細胞内脂質輸送異常を改善するセラミドキナーゼ阻害剤
Advantages
- 新規の作用機序:C1P生成阻害剤は、コレステロールの細胞内輸送異常を改善することで、従来の治療薬が機能しなかった脂質輸送異常を改善する機序であり、新たな治療選択肢となる可能性がある
- 治療選択肢が広がる:既存のニーマン・ピック病C型(NPC)であるミグルスタットとの併用や、同薬の用量低減による副作用軽減にも貢献することが期待される
- 幅広い応用性:NPC以外のライソゾーム病や細胞内脂質輸送異常を伴う疾患にも適用が期待される
Background and Technology
ニーマン・ピック病C型(NPC)は、細胞内の脂質輸送異常によりコレステロールやスフィンゴ脂質が蓄積し、中枢神経症状や精神症状を引き起こす遺伝性の希少疾患である。現在、神経毒性の強いグルコシルセラミドの生合成経路に作用するミグルスタットが治療薬として承認されているが、ライソゾームにおけるコレステロールの異常蓄積には効果がなく、副作用も強いという課題がある。
発明者らは、NPC患者由来の細胞においてセラミド-1-リン酸(C1P)濃度が亢進していることを発見し、C1P生合成に作用するセラミドキナーゼ阻害剤(NVP-231)がコレステロールの脂質輸送の機能不全を改善することを見出した。既存のNPC治療薬とは異なる作用機序により、細胞内脂質輸送異常を直接改善するため、NPCの根本的な治療につながることが期待される。また、セラミドキナーゼのノックアウトはマウスの生存に影響を与えていないことから、治療標的としての安全性も高いと考えられる。さらに、NPC以外にもライソゾーム病に分類される疾患群では、細胞内物質輸送異常(特に脂質輸送異常)が見られることが知られており、これらの疾患に対しての適用も期待される。
Data
- NPC細胞にセラミドキナーゼ阻害剤であるNVP-231を作用させたところ、後期エンドソームからゴルジ体への小胞輸送の異常が改善し、遊離型コレステロールの蓄積が軽減することを確認した。

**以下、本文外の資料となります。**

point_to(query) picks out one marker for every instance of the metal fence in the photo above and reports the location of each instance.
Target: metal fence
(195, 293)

- NPCマウスのセラミドキナーゼ(Cerk)を遺伝的に欠損させたダブルノックアウトマウス(NPC/Cerk DKO)において、神経脱落の抑制(A)と生存期間の延長を確認した。
- NPCマウスにNVP-231を投与したところ、生存期間の延長が認められ、ミグルスタットとの併用によってさらに延長効果が認められた(B)。

Expectations
Current Stage
- セラミドキナーゼ阻害薬としてスクリーニングの結果ヒット化合物を取得。誘導体展開によって有効濃度の高い化合物を取得した。
Future Research Plans
- 誘導体のさらなる構造最適化
- NPCモデルマウスを用いた薬効薬理試験
- セラミドキナーゼ阻害剤の薬物動態試験及び安全性試験
Patents
特許第6984854号
Researchers
中村 浩之 教授 (千葉大学)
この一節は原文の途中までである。